Recently, Johnson & Johnson admitted in its annual report that it has received subpoenas from the Justice Department and the Securities and Exchange Commission. The subpoenas apparently related to the litigation alleging that J&J’s signature line of baby powder contained asbestos and caused cancer among regular users.
Reuters attempted to reach the two agencies for comment. The Justice Department declined and the SEC failed to immediately respond to the request.
Congress may also be investigating the issue. In January, Senator Patty Murray sent a letter to J&J’s CEO asking for information and documents about how its talc products are tested for possible carcinogens and “how it presented that information to regulators and consumers.”

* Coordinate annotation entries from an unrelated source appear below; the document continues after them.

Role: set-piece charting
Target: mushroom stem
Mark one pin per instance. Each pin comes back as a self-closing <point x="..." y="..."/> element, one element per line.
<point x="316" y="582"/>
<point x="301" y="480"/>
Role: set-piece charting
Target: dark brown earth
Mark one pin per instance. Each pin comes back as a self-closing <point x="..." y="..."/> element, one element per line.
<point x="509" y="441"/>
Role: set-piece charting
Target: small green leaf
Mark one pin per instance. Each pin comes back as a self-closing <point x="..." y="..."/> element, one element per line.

J&J is currently fighting lawsuits brought by some 13,000 people alleging that Johnson & Johnson baby powder and other J&J talc products caused their cancers. In December, as we discussed on this blog, a Reuters investigation found that J&J knew for decades that its talc products contained asbestos and tried to cover it up. J&J disputes the allegations and insists its baby powder is safe and asbestos-free. However, the Reuters investigation resulted in a $40-billion selloff of J&J shares.
California jury issues $29-million award in mesothelioma case against J&J
Meanwhile, on March 13, 2019, a jury in California awarded a woman over $29 million after determining that her mesothelioma was caused by Johnson & Johnson baby powder and Shower to Shower. Both are J&J products containing talc, which is often mined near asbestos deposits. Mesothelioma is a deadly form of lung cancer exclusively caused by asbestos.
After a nine-week trial with testimony from almost a dozen expert witnesses, the jury deliberated for two days before coming to its verdict. The jury found that the two J&J talc products were defective because they were tainted with asbestos. It also found that the company had failed to warn consumers about the defect. However, the jury did not award any punitive damages as a punishment for wrongdoing.
This was the first J&J talc case that has been tried since the Reuters investigation indicated J&J’s long-term knowledge and cover-up of the problem.
“Yet another jury has rejected J&J’s misleading claims that its talc was free of asbestos,” said an attorney for the plaintiff. “The internal J&J documents that the jury saw, once more laid bare the shocking truth of decades of cover- up, deception and concealment by J&J.”
Of the approximately 13,000 cases, 11 have been tried so far. The plaintiffs won three cases and have been awarded billions in damages. J&J has won another three cases and five ended in hung juries. J&J has appealed all the plaintiffs’ awards.